Reference no: EM132200710
Question: General Solow Model Supose initially the economy stays at the steady state k*, y*, i*, c*. At time t0, an imminent trade war makes people expect a higher inflation rate in the future. Higher inflation would benefit the borrower while hurt the lender. Therefore, rational people has less incentive to save. As a result, the saving rate s decreased to s'
(a) Draw the General Solow Diagram before t0. Label each curve as their associated function of kt.
(b) Locate the steady state of k*, y*, i*, c* on the Diagram.
(c) On the same diagram, draw the new curves after the shock occured at period t0. Label the new curves with a prime superscript on the top right corner.
(d) Locate the new steady state k*'
(e) Draw the time path of kt, yt, it, ct. (hint: there should be two cases for the time path of ct)
(f) Explain what is the golden saving rate, sgold in one sentence.
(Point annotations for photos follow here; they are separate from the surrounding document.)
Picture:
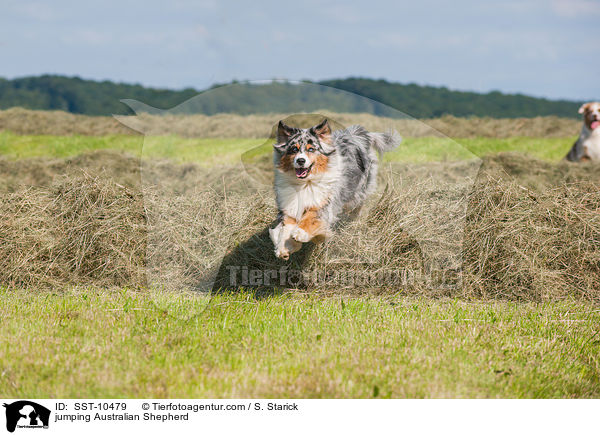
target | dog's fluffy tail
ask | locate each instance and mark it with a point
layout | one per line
(385, 141)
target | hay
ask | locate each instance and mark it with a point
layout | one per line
(532, 228)
(32, 122)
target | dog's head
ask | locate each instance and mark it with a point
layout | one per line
(591, 115)
(303, 153)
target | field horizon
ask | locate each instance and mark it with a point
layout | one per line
(90, 215)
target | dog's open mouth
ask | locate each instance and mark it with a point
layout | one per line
(303, 172)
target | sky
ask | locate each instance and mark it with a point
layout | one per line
(541, 48)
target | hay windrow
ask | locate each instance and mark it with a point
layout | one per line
(532, 228)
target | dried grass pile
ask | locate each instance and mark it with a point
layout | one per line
(532, 230)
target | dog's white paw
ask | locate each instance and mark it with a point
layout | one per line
(299, 235)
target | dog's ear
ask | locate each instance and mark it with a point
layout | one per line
(283, 134)
(322, 131)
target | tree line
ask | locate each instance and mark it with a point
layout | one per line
(76, 95)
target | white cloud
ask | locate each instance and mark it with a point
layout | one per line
(576, 8)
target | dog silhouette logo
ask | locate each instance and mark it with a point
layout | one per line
(26, 414)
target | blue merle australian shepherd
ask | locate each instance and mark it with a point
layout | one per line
(319, 175)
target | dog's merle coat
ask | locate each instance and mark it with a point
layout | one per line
(319, 175)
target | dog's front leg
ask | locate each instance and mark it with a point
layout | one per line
(284, 244)
(310, 227)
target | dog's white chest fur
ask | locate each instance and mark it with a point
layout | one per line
(591, 143)
(295, 196)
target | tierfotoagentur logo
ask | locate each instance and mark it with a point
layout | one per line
(210, 221)
(25, 414)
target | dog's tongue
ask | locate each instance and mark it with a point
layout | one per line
(301, 172)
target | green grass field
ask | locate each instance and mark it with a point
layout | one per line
(209, 152)
(90, 343)
(109, 343)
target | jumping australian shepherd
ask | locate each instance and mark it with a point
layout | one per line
(319, 175)
(587, 146)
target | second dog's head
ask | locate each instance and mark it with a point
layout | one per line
(303, 153)
(591, 115)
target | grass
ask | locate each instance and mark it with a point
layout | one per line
(210, 152)
(91, 343)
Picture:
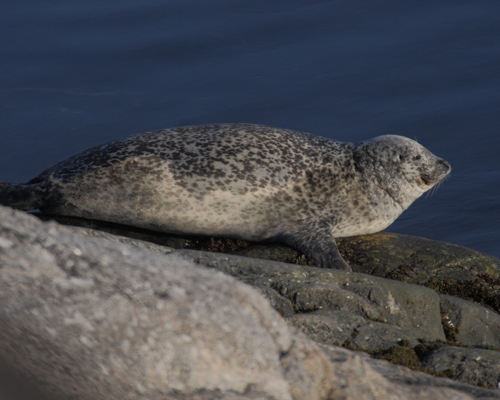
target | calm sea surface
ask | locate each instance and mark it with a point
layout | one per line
(78, 73)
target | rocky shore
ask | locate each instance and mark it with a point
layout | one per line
(130, 314)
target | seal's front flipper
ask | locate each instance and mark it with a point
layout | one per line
(321, 246)
(21, 197)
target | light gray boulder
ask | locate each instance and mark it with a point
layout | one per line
(84, 318)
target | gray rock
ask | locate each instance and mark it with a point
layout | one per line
(410, 311)
(477, 325)
(471, 365)
(86, 319)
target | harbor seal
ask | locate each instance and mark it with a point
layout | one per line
(243, 181)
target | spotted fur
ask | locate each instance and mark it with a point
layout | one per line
(238, 180)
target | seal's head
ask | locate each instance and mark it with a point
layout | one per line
(400, 167)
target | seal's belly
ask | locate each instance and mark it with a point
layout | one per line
(164, 205)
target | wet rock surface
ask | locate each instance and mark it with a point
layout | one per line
(403, 312)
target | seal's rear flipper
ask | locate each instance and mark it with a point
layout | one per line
(318, 242)
(21, 197)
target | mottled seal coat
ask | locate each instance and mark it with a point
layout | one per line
(239, 180)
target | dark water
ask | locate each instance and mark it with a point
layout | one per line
(78, 73)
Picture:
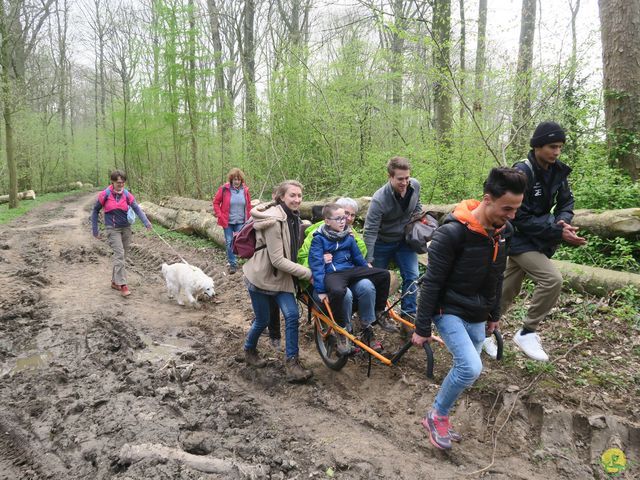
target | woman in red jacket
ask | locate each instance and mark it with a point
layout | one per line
(232, 205)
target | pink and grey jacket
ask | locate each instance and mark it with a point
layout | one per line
(116, 206)
(222, 204)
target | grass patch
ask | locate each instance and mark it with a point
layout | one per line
(8, 214)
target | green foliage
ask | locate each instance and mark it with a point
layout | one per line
(613, 253)
(7, 214)
(535, 368)
(173, 236)
(599, 186)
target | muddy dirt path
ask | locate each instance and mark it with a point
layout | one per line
(96, 386)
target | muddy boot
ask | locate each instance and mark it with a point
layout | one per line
(343, 345)
(252, 358)
(295, 372)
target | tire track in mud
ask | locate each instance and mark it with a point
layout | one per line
(18, 460)
(100, 391)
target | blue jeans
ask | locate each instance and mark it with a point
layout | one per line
(288, 306)
(365, 294)
(407, 261)
(464, 341)
(228, 236)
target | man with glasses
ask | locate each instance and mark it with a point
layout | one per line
(337, 265)
(391, 209)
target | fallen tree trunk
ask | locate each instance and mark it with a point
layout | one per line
(160, 453)
(610, 223)
(597, 281)
(189, 222)
(67, 186)
(26, 195)
(594, 280)
(606, 224)
(585, 279)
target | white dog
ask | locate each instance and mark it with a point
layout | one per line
(187, 279)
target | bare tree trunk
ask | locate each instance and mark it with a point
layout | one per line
(17, 42)
(522, 104)
(619, 20)
(220, 90)
(481, 60)
(192, 104)
(397, 52)
(62, 13)
(249, 73)
(441, 94)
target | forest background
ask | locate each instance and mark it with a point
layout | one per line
(176, 92)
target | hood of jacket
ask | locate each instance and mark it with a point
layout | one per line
(462, 213)
(266, 215)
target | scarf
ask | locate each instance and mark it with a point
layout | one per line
(332, 235)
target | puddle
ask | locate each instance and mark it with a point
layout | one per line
(165, 350)
(30, 362)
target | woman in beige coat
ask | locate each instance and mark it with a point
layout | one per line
(271, 274)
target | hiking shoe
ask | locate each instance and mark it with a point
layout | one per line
(383, 321)
(454, 436)
(295, 372)
(530, 346)
(490, 348)
(438, 428)
(369, 338)
(252, 358)
(343, 345)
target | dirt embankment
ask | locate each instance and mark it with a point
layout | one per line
(96, 386)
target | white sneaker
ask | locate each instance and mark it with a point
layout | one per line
(490, 348)
(530, 346)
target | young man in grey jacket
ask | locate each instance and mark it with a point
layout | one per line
(391, 209)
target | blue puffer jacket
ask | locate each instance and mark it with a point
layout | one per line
(346, 255)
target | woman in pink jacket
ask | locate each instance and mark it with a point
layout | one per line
(231, 205)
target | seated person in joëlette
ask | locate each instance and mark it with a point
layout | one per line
(336, 264)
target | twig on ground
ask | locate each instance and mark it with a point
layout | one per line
(495, 433)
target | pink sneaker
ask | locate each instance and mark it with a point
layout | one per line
(438, 428)
(455, 436)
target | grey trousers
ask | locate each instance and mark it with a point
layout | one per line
(119, 240)
(547, 279)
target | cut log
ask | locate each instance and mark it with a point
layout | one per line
(67, 186)
(184, 203)
(594, 280)
(27, 195)
(597, 281)
(585, 279)
(189, 222)
(606, 224)
(130, 454)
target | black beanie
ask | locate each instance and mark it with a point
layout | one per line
(547, 132)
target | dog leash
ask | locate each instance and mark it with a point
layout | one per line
(169, 245)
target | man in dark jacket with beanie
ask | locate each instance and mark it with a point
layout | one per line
(461, 291)
(538, 232)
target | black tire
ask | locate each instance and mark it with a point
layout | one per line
(326, 345)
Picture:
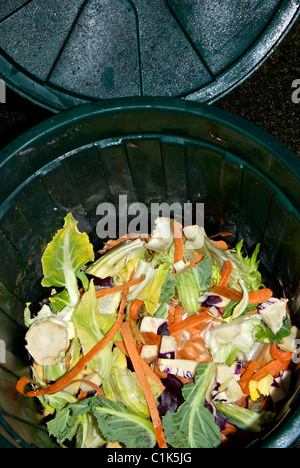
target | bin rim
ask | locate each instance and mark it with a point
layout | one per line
(219, 116)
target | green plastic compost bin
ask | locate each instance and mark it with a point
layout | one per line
(152, 150)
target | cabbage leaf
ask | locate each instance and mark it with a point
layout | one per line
(193, 425)
(65, 256)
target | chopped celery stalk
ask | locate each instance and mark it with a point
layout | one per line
(242, 305)
(115, 259)
(188, 290)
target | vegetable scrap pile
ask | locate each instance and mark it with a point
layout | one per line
(167, 340)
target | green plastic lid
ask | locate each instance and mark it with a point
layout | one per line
(62, 53)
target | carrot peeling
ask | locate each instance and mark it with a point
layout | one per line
(226, 271)
(190, 322)
(221, 244)
(142, 377)
(247, 376)
(178, 242)
(255, 297)
(280, 355)
(110, 245)
(273, 368)
(134, 309)
(197, 256)
(65, 381)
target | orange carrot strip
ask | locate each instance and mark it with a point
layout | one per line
(106, 291)
(150, 373)
(179, 312)
(135, 308)
(255, 297)
(198, 257)
(222, 244)
(142, 377)
(226, 271)
(280, 355)
(272, 368)
(151, 338)
(171, 315)
(65, 381)
(178, 242)
(221, 234)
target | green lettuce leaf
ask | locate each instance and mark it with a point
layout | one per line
(152, 291)
(251, 421)
(193, 426)
(234, 340)
(244, 267)
(117, 423)
(65, 256)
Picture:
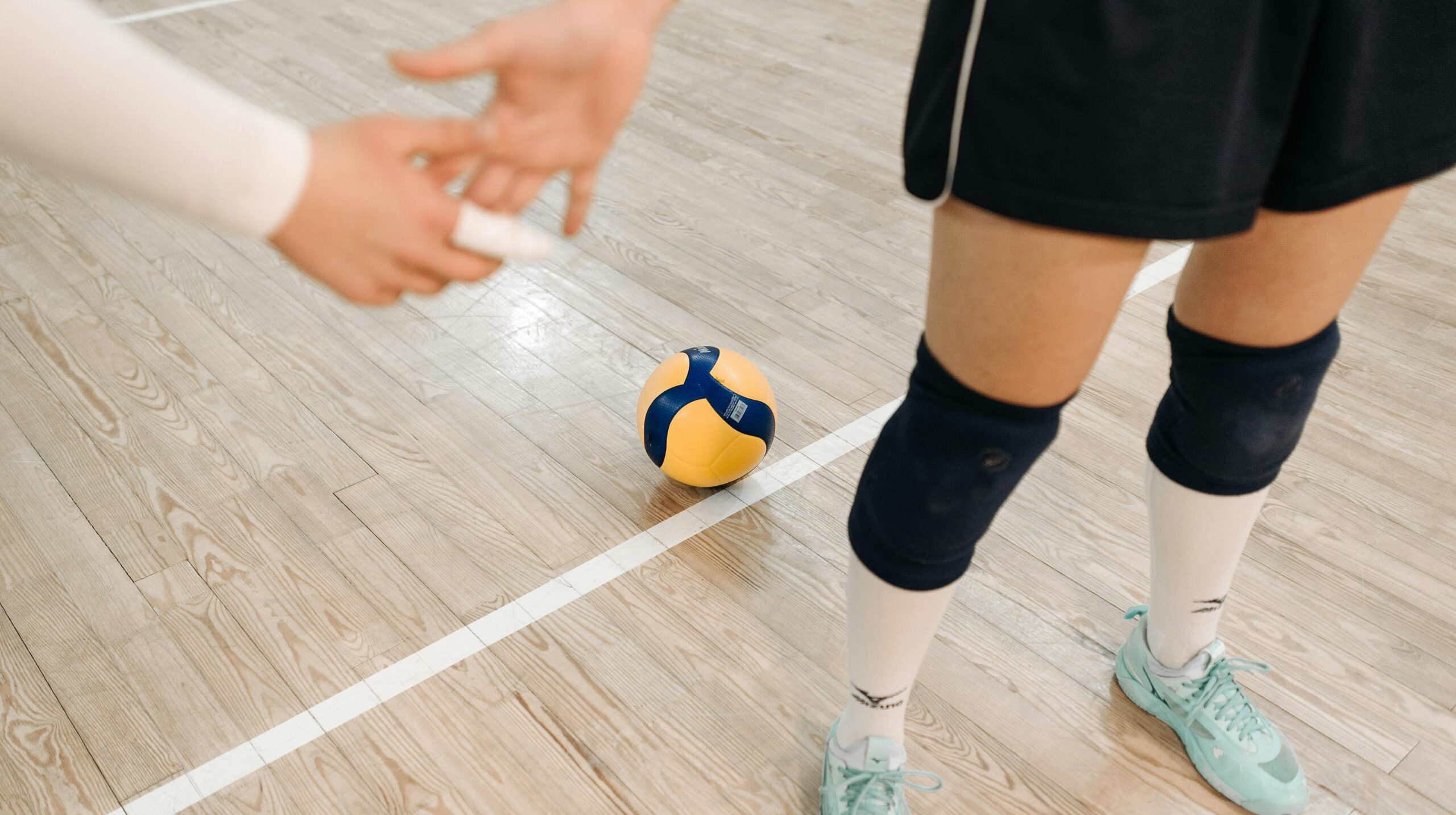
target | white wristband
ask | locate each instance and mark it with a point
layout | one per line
(498, 236)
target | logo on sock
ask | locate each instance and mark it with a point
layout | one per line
(878, 702)
(1209, 605)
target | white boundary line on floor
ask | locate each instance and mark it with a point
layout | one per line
(468, 641)
(171, 11)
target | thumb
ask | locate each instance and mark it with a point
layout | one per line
(487, 50)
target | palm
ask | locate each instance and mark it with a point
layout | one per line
(567, 79)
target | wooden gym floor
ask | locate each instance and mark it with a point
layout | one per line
(228, 498)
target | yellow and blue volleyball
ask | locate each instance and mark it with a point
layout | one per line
(706, 417)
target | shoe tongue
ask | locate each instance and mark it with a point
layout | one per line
(877, 754)
(1196, 667)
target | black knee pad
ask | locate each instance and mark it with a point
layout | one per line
(942, 466)
(1234, 414)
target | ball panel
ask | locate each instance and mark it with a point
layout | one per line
(743, 378)
(739, 457)
(689, 473)
(672, 373)
(698, 434)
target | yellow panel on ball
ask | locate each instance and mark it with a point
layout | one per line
(706, 417)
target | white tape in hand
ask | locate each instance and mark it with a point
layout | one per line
(498, 236)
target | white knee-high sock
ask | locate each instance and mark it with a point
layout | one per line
(1197, 540)
(890, 631)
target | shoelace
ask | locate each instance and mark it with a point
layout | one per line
(1235, 709)
(877, 792)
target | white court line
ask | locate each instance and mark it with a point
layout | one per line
(1160, 271)
(168, 12)
(562, 590)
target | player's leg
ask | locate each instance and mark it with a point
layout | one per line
(1252, 331)
(1017, 315)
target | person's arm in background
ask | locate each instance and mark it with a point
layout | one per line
(346, 202)
(568, 75)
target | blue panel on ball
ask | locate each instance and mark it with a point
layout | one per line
(746, 415)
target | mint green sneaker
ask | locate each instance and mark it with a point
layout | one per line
(880, 789)
(1232, 746)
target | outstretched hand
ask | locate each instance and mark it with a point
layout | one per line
(567, 77)
(372, 225)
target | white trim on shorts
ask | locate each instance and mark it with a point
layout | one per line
(973, 35)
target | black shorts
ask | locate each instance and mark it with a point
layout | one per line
(1178, 118)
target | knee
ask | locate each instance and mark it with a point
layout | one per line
(1234, 414)
(941, 469)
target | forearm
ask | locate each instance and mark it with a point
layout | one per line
(94, 101)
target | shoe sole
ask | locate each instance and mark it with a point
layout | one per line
(1149, 702)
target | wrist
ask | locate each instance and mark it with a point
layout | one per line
(644, 15)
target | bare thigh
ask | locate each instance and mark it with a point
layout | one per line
(1286, 279)
(1018, 312)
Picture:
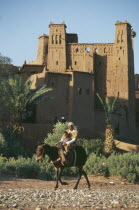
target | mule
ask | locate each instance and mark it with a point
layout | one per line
(76, 157)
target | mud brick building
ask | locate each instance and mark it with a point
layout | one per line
(76, 72)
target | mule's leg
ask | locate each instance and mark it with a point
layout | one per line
(79, 177)
(85, 175)
(63, 183)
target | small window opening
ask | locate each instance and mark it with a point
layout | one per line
(87, 91)
(52, 39)
(80, 91)
(138, 84)
(96, 50)
(87, 49)
(60, 39)
(56, 40)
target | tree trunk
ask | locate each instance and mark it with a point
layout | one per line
(109, 145)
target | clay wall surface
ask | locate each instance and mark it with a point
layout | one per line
(108, 66)
(58, 106)
(81, 57)
(71, 38)
(83, 102)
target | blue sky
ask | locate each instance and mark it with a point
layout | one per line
(22, 21)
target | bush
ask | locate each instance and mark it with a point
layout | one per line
(10, 145)
(96, 165)
(26, 168)
(126, 166)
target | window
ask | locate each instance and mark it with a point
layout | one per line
(56, 40)
(80, 91)
(87, 49)
(52, 39)
(59, 39)
(138, 84)
(96, 50)
(87, 91)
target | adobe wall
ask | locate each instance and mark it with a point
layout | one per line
(83, 103)
(58, 106)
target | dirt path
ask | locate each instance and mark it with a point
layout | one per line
(33, 194)
(97, 182)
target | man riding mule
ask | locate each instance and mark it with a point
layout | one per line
(53, 154)
(67, 142)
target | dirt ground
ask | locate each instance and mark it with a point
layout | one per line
(97, 182)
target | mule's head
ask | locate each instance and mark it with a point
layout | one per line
(40, 153)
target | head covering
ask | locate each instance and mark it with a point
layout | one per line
(70, 123)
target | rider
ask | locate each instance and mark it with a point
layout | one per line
(72, 135)
(68, 141)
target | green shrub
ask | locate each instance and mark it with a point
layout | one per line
(96, 165)
(3, 144)
(10, 145)
(125, 165)
(26, 168)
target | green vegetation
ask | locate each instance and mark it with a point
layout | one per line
(16, 96)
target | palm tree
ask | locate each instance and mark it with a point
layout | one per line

Suppose s > s' > sgold, which of the two time path for ct you draw above is more likely to happen. What if s > sgold > s' and sgold > s > s' ?
(g) (Open Question) Do you think the saving rate in US is above or below the sgold? What is the reason causing the saving rate at such level? Could you make a policy proposal so that people could achieve a higher well-being by using General Solow Model to justify your argument.